The Stillaguamish Tribe's Natural Resources Department came into being as a result of U.S. v. Washington, Civil 9213, better known as the Boldt Decision of 1974. In this case, which was affirmed by the U.S. Supreme Court, Puget Sound Indian Tribes who signed treaties with Isaac Stevens in the late 1800's retained the right to take up to 50% of all harvestable (beyond what is required to ensure reproductive success) fish and shellfish resources within their respective Usual and Accustomed (U&A's) fishing areas. Because the welfare of Treaty Tribes is the responsibility of the U.S. Government (Trust status), it became the responsibility of the Bureau of Indian Affairs (BIA) to manage fish, shellfish, and other natural resources for the benefit of the Tribes. Seeing the benefit of having each Tribe manage it's own resources, the BIA entered into contracts with the Tribes for the purpose of providing management of fish and shellfish resources within their respective U&A's.
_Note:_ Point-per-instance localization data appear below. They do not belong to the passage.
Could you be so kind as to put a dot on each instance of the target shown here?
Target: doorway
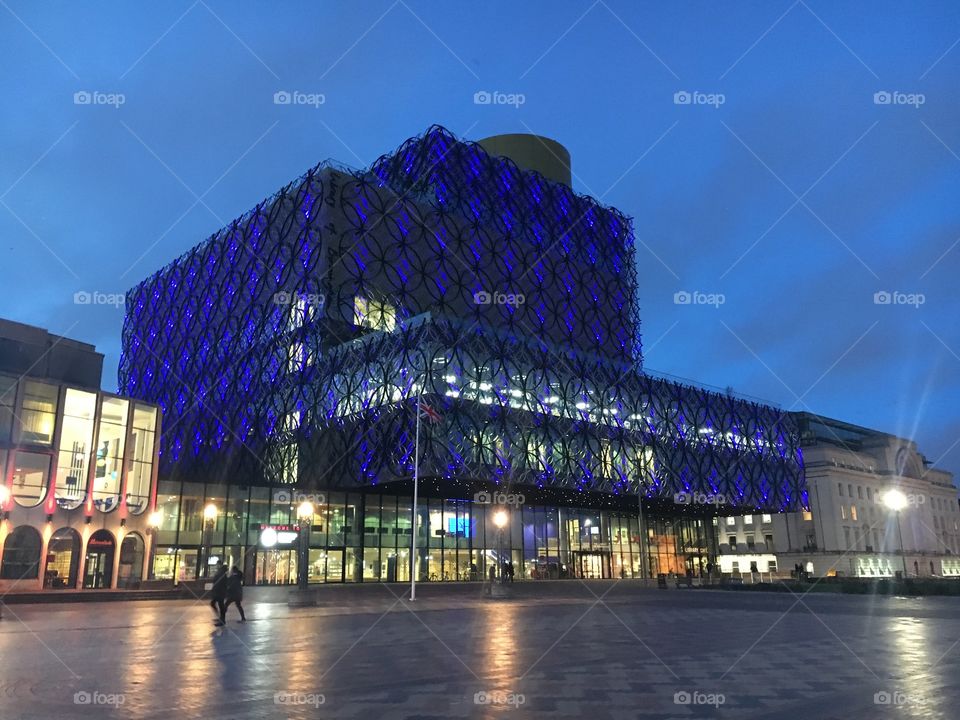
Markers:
(98, 568)
(63, 559)
(131, 561)
(592, 566)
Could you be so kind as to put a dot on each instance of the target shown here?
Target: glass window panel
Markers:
(138, 487)
(191, 514)
(258, 514)
(336, 519)
(39, 412)
(73, 459)
(168, 504)
(144, 433)
(351, 533)
(8, 398)
(30, 474)
(111, 439)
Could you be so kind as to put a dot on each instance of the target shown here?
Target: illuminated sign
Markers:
(279, 535)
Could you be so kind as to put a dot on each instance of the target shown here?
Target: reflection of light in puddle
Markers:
(499, 658)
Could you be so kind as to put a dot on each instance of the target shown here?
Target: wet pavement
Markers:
(603, 650)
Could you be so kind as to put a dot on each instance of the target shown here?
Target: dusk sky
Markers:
(816, 164)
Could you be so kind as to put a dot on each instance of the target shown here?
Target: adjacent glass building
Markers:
(289, 353)
(79, 476)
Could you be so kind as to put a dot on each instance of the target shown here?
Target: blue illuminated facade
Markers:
(289, 348)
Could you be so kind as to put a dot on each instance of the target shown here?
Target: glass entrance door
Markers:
(96, 573)
(593, 566)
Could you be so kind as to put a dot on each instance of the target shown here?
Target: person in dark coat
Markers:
(218, 594)
(234, 594)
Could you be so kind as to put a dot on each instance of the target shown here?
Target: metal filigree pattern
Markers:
(290, 346)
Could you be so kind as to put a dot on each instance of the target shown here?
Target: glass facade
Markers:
(365, 536)
(83, 446)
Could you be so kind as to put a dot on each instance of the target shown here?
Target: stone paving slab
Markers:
(644, 654)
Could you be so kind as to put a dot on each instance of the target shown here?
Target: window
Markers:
(8, 398)
(141, 467)
(39, 413)
(111, 439)
(374, 314)
(73, 458)
(30, 474)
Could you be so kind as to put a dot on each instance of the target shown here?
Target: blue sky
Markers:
(787, 186)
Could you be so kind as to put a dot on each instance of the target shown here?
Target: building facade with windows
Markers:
(290, 351)
(848, 529)
(79, 469)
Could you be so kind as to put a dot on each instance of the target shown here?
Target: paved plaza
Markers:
(569, 650)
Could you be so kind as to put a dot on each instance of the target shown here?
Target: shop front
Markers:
(366, 536)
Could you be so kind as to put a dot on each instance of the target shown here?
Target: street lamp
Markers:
(500, 520)
(4, 498)
(210, 513)
(305, 512)
(897, 501)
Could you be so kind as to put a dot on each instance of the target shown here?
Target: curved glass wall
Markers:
(39, 413)
(31, 471)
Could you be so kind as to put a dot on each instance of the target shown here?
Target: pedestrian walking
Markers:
(234, 585)
(218, 594)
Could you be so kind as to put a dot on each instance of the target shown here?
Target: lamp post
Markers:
(897, 501)
(500, 520)
(305, 512)
(210, 513)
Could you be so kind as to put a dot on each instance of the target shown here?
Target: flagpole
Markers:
(416, 483)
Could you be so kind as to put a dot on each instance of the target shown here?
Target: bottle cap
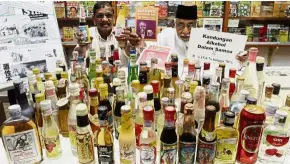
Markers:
(148, 113)
(155, 85)
(81, 109)
(206, 66)
(14, 111)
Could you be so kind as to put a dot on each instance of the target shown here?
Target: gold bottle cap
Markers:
(81, 109)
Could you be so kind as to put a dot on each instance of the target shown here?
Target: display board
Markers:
(28, 38)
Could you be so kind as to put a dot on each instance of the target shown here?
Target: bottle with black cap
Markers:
(227, 139)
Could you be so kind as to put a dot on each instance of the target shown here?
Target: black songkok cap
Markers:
(186, 12)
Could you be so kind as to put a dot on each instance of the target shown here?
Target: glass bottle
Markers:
(251, 82)
(275, 140)
(63, 111)
(127, 137)
(207, 137)
(148, 137)
(227, 140)
(50, 132)
(85, 139)
(187, 139)
(104, 138)
(72, 119)
(168, 146)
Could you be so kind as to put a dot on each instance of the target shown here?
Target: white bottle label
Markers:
(22, 147)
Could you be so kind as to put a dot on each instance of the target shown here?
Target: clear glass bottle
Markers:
(20, 138)
(85, 139)
(50, 132)
(148, 137)
(227, 140)
(275, 140)
(127, 137)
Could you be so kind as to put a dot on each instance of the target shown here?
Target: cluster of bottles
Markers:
(195, 117)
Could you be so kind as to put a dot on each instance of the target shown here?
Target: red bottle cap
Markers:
(148, 113)
(232, 73)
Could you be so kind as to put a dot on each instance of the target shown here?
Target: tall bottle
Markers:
(72, 119)
(251, 82)
(168, 146)
(50, 131)
(127, 136)
(85, 139)
(207, 137)
(148, 137)
(104, 138)
(187, 139)
(20, 138)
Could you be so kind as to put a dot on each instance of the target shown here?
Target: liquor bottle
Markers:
(63, 111)
(50, 131)
(275, 140)
(120, 101)
(104, 138)
(142, 102)
(232, 86)
(148, 137)
(85, 139)
(168, 146)
(187, 139)
(72, 119)
(93, 110)
(252, 118)
(20, 138)
(251, 82)
(127, 137)
(185, 69)
(227, 140)
(260, 73)
(143, 75)
(22, 100)
(174, 63)
(207, 137)
(224, 100)
(276, 99)
(104, 101)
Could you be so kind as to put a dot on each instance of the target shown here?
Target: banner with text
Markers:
(215, 47)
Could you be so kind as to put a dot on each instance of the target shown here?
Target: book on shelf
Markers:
(244, 8)
(273, 32)
(72, 9)
(267, 8)
(59, 7)
(255, 8)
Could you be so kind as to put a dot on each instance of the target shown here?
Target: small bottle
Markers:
(63, 111)
(275, 140)
(50, 131)
(20, 138)
(168, 146)
(227, 140)
(85, 139)
(127, 136)
(148, 137)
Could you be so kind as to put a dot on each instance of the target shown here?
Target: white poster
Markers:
(215, 47)
(28, 39)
The mission of the Natural Resources department is therefore to manage, protect, and conserve those natural resources that are required to sustain healthy populations of fish, shellfish, and wildlife within the Stillaguamish Tribe's U&A (Stillaguamish Watershed). In addition, the Tribe's contract with the BIA provides for enrollment of tribal members for the purpose of certifying an individual's right to take fish, shellfish, and wildlife for commercial as well as ceremonial purposes, and contains provisions for establishing enforcement of laws and regulations that the Tribe may promulgate for the purpose of conducting or curtailing commercial and/or ceremonial harvests of fish, shellfish, and wildlife.

For information on the 2006 Steelhead Haven Landslide Remediation project click here

 

"The river is alive. It is an essential part of our lives. When it is vibrant and healthy, our well being is preserved. We must heal and protect this precious resource, not just for our own tribal treaty rights, but because it's a wise and respectful thing to do for everyone who lives here."